Tunalı Hilmi Cad. 90/G
Çankaya/ANKARA
+90 312 467 8281



Ailece abone olmamıza rağmen ancak şimdi yazma fırsatı buluyorum Dalyan Balık’ı, bu benim ayıbım. Henüz burayı keşfetmemiş olanlarınız için de büyük kayıp. Hayat fırsatlarla dolu ne de olsa, zararın neresinden dönseniz kar.


1958’den beri, başka deyişle 3 kuşaktır Ankara’nın balıkçısı olan Dalyan Balık, son birkaç yıldır dükkanının önündeki sevimli mekanında da bizleri balıkla buluşturuyor. Tecrübeli aile işletmesi, size restaurant lezzetini ev ortamında gibi yeme fırsatı veriyor. Elbette hala tezgahtan balık satın alabilirsiniz, asla tam bir restaurant dönüşmüş değil dalyan balık.
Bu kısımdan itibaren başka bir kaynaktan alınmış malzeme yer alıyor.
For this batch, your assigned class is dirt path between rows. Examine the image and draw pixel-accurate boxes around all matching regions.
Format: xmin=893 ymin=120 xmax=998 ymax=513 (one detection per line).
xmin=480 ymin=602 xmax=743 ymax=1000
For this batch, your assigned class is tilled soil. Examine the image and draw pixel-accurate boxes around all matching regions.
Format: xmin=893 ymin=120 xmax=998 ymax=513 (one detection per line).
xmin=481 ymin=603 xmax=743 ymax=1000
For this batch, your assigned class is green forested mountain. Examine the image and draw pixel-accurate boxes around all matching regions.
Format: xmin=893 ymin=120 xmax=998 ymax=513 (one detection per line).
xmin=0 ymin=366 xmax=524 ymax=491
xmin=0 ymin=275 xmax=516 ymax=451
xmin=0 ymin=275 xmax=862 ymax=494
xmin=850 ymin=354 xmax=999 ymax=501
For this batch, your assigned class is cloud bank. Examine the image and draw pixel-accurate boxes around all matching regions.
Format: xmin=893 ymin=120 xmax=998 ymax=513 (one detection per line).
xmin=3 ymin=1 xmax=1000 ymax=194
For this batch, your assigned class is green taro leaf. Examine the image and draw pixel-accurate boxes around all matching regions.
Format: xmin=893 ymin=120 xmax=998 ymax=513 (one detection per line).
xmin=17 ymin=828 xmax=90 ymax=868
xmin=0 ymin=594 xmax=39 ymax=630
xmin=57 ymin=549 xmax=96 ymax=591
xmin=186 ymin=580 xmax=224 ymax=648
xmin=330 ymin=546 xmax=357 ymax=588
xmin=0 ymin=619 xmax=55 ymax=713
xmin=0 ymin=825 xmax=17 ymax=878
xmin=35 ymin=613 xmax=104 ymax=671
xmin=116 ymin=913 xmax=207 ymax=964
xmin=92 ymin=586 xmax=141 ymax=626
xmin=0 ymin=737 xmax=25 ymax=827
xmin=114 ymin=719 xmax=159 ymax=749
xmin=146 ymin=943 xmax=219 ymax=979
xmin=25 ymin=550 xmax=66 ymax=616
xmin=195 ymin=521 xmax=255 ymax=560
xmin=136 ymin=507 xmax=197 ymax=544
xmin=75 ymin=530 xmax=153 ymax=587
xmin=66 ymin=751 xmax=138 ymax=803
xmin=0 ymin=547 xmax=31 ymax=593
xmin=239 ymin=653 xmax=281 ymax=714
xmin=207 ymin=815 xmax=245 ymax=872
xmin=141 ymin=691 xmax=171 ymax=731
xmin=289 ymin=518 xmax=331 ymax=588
Özellikle öğlenleri Tunalı civarındaysam vazgeçilmez öğle yemeği durağımdır burası. Işık hızıyla gelen siparişler, dünyanın en güleryüzlü servis elemanları balığı daha lezzetli yapıyor sanırım. Tezgahtaki balıklardan seçebileceğiniz gibi, salata, çorba, mezeler ve özellikle yeni yapmaya başladıkları midye dolma da arasından seçmekte zorlanacağınız alternatifler.


Gelelim bizim neler yediğimize. Valide sultan ızgara palamut, sultanların sultanı balık çorbası ve hamsi ızgara, ve ben, salata ve hamsi tava. Palamut hem iyi pişmiş, hemde hiç kurumamıştı. Balık çorbası tam kıvamında, hem bol balıklı, hem de balıklar su içinde yüzmüyor, hoş bir kremalı durum söz konusu. Salata, çıtır çıtır günlük, ekmeklerle yarış içinde. Hamsi… Ne desem boş, tavası yağ çekmemiş, ızgarası ayrı güzel.


Midye dolma için de çelişki içindeyiz. Midye dolmanın da hem fıstıklı, üzümlüsünü hem sokak işi olanını yedik. Herkes fıstık, üzüm sevmiyormuş… Zannedersem son olarak iki çeşitten de bulundurma planları vardı, midye konusu biraz muallakta şimdilik.


Balıklar, salata, çorba, şalgam suyu (balıkla ne alakaysa) ve su için 36 Lira ödedik. Yemek sonunda gelen her daim taze çaydan da sözetmeden geçemeyeceğim…


I can almost say that we have a family membership to the place! However, sadly I couldn’t write about it before.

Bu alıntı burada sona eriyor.